Nuclear missile will test launch overnight in California, Space Force says

An unarmed Minuteman III Intercontinental Ballistic Missile launches during an operational test at 12:01 a.m. Pacific Time May 21, 2025, at Vandenberg Space Force Base, Calif.   (Airman 1st Class Jack Rodriguez/U.S. Air Force)
By Davis Winkie USA TODAY

The U.S. military will launch an unarmed nuclear missile across the Pacific Ocean overnight Nov. 4, in a pre-planned firing that marks the Pentagon’s first weapons test since President Donald Trump demanded immediate nuclear tests.

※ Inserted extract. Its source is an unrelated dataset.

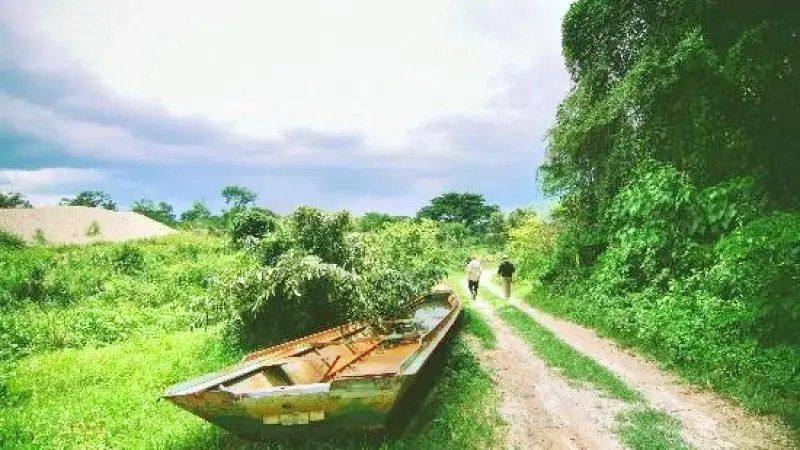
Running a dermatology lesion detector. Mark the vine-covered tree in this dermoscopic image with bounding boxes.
[543,0,800,229]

According to marine navigational warnings, the Minuteman III intercontinental ballistic missile will strike a test range on Kwajalein Atoll in the Marshall Islands.

Although Trump announced last week that he was directing the Pentagon to “immediately” resume nuclear weapons testing, the public affairs office for Vandenberg Space Force Base said the test “is routine and was scheduled years in advance.”

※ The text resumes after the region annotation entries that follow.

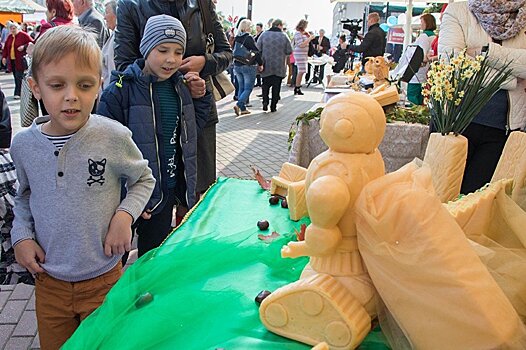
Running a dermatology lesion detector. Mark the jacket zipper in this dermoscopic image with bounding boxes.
[506,91,511,136]
[150,83,164,211]
[175,84,190,206]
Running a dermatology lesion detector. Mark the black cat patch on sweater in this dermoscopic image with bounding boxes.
[87,158,106,186]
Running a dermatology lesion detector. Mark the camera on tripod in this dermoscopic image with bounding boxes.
[341,18,363,43]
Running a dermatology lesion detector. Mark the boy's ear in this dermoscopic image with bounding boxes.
[27,77,40,100]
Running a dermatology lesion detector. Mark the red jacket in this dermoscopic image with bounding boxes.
[2,30,33,71]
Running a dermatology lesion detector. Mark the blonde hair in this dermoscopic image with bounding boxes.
[296,19,309,32]
[367,12,380,23]
[237,19,252,33]
[31,25,102,80]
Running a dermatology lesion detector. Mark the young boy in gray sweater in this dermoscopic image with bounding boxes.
[11,26,155,349]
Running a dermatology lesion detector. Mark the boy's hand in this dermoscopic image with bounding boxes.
[179,56,206,73]
[104,210,133,258]
[184,72,206,98]
[141,209,152,220]
[15,239,46,275]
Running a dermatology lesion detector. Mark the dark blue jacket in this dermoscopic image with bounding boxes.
[97,59,211,214]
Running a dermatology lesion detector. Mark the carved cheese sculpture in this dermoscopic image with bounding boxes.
[260,92,385,349]
[445,179,526,322]
[491,131,526,210]
[424,133,468,203]
[372,56,389,87]
[356,163,526,350]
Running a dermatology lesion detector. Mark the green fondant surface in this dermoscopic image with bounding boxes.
[63,178,388,350]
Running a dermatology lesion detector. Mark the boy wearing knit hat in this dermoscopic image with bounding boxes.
[97,15,211,256]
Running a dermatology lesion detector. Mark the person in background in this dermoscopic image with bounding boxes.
[407,13,437,105]
[429,4,448,61]
[234,19,263,116]
[257,19,292,112]
[349,12,387,69]
[438,0,526,194]
[312,29,331,84]
[98,15,212,256]
[0,89,26,285]
[332,34,349,73]
[305,30,315,84]
[30,24,41,40]
[11,26,155,349]
[102,0,117,89]
[292,19,314,95]
[36,0,74,40]
[254,23,263,87]
[115,0,232,197]
[2,22,33,100]
[73,0,110,49]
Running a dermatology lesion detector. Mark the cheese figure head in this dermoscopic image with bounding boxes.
[320,92,385,153]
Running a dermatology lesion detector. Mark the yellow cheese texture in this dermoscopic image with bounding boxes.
[445,179,526,322]
[424,133,468,203]
[356,163,526,350]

It’s unclear whether Trump was referring to nuclear test explosions, which the Department of Energy traditionally conducts independently of the Pentagon. The president has repeatedly refused to clarify his intent when questioned by reporters. Energy Secretary Chris Wright said the new Trump-directed tests will be “noncritical,” meaning that they won’t include an explosive nuclear chain reaction. But noncritical tests already occur regularly.

Additionally, the Pentagon routinely tests unarmed nuclear missiles; the last Minuteman III test occurred in May, and the Navy tested a Trident II submarine-launched ballistic missile in September.

The U.S. maintains a deployed force of 400 Minuteman III missiles in underground silos distributed across Colorado, Nebraska, North Dakota and Wyoming.

Some Minuteman III warheads carry multiple reentry vehicles, which allow each missile to destroy three separate targets. However, those warheads were partially disarmed and reduced to one vehicle as part of the 2014 New START treaty limiting U.S. and Russian nuclear weapons deployments. The treaty expires in February 2026.